Ranginui is the sky father and Papatūānuku is the earth mother in Māori cosmology. They are the primordial couple whose close embrace in darkness produced all the gods and, through the subsequent separation enacted by their son Tāne, the differentiated world of light, sea, forest, and humanity.
What is Te Kore and Te Pō in the Māori creation story?
Te Kore means nothingness and Te Pō means darkness; they are the primordial states that precede the emergence of Rangi and Papa in the Māori creation sequence. Most Māori traditions describe a movement from Te Kore through multiple stages of Te Pō to Te Ao, the world of light, with the separation of sky and earth by Tāne marking the transition to the present world.
Why did Tāne separate Rangi and Papa rather than one of his other brothers?
According to the Te Arawa tradition recorded by Wiremu Maihi Te Rangikāheke, Tāne succeeded where his brothers — Rongo, Tangaroa, Haumia, and Tū — failed because he used a different method: lying on his back with his feet against his father rather than pushing upright with his hands.
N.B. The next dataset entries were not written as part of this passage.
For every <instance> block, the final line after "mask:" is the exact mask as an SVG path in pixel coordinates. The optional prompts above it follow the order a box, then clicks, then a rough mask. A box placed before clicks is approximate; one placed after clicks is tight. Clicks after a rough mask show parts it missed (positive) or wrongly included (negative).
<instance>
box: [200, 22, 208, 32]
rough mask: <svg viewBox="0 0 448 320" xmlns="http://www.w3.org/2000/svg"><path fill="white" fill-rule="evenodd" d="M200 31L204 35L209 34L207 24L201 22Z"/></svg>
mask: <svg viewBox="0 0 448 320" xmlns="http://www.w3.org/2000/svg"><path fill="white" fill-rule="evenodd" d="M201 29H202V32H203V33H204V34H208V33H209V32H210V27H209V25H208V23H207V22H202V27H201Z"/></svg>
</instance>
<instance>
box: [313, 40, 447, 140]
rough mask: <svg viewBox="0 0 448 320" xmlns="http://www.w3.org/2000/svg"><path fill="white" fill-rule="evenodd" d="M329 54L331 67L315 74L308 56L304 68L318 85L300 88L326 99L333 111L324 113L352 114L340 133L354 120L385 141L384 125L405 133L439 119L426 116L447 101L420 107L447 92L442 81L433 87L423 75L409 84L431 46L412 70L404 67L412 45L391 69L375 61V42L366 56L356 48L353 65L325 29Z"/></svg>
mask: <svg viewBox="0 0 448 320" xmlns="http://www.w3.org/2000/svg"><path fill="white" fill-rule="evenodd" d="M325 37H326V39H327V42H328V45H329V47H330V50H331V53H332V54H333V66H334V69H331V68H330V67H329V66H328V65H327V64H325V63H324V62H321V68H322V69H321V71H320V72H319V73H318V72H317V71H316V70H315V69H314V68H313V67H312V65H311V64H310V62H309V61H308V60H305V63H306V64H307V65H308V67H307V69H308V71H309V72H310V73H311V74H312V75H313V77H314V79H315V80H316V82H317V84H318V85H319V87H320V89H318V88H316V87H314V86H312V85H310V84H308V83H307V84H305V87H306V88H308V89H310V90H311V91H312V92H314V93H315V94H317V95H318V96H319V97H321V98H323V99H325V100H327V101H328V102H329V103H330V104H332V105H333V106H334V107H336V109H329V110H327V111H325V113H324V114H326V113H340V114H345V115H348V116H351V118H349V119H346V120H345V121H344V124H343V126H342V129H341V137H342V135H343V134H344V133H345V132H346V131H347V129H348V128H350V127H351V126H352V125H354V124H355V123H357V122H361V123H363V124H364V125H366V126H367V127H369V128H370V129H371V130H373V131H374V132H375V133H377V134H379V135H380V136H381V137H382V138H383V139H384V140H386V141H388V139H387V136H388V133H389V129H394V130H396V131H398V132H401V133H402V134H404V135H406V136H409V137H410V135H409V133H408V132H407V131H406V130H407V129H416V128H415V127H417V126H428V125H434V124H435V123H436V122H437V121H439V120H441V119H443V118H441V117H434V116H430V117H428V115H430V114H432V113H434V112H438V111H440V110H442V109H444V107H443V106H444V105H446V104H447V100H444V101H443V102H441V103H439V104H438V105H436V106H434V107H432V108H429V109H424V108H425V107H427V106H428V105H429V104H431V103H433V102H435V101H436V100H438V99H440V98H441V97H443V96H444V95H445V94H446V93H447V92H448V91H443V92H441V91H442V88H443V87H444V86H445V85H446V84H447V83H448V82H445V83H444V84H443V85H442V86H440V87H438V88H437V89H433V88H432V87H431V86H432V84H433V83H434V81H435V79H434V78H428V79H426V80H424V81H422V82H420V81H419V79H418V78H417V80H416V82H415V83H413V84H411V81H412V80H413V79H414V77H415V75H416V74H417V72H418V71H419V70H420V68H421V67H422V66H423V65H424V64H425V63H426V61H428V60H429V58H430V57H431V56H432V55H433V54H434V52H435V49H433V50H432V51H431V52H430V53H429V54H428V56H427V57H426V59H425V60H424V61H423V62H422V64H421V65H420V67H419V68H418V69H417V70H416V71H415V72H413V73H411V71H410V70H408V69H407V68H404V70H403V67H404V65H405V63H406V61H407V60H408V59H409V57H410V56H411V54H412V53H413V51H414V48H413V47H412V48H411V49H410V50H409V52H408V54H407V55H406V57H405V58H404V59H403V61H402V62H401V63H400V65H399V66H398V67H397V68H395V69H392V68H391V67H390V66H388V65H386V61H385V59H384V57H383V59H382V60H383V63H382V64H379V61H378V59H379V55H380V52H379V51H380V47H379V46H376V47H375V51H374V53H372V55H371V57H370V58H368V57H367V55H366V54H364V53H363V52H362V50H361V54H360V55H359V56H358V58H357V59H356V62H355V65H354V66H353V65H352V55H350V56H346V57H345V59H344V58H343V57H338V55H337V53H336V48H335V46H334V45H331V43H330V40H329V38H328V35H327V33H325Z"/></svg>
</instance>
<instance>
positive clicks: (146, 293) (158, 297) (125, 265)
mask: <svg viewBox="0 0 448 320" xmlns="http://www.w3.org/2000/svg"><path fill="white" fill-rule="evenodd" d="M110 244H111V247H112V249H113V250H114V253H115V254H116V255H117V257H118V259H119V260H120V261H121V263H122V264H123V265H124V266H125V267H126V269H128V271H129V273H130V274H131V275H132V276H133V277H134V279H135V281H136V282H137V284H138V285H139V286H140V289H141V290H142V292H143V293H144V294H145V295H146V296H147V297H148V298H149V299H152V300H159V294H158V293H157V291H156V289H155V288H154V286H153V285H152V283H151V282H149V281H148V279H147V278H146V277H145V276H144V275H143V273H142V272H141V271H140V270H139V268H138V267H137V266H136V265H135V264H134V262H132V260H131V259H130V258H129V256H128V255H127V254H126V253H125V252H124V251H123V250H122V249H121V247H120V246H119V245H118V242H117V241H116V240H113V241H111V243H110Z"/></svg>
Different iwi traditions assign the separating role differently, with some Taranaki traditions attributing it to Tangaroa rather than Tāne.
What does the rain represent in the Māori creation myth?
Rain is Ranginui's tears falling toward Papatūānuku, an expression of his grief at their separation. The mist that rises from forests in the morning is understood as Papatūānuku's sighs, her longing for the sky. Both phenomena embed the emotional life of the separated parents directly into the daily weather of the natural world.
How does the Rangi and Papa story compare to creation myths from other cultures?
The Rangi and Papa myth belongs to the "world parents" pattern found in Egyptian (Geb and Nut), Greek (Ouranos and Gaia), and Polynesian traditions, in which a sky father and earth mother in primordial union are separated to produce the differentiated world. Unlike the Babylonian, Norse, and Hindu creation myths examined in this series, the Māori primordial beings survive their role in creation, remaining present in the world as sky and earth and expressing their grief through rain and mist.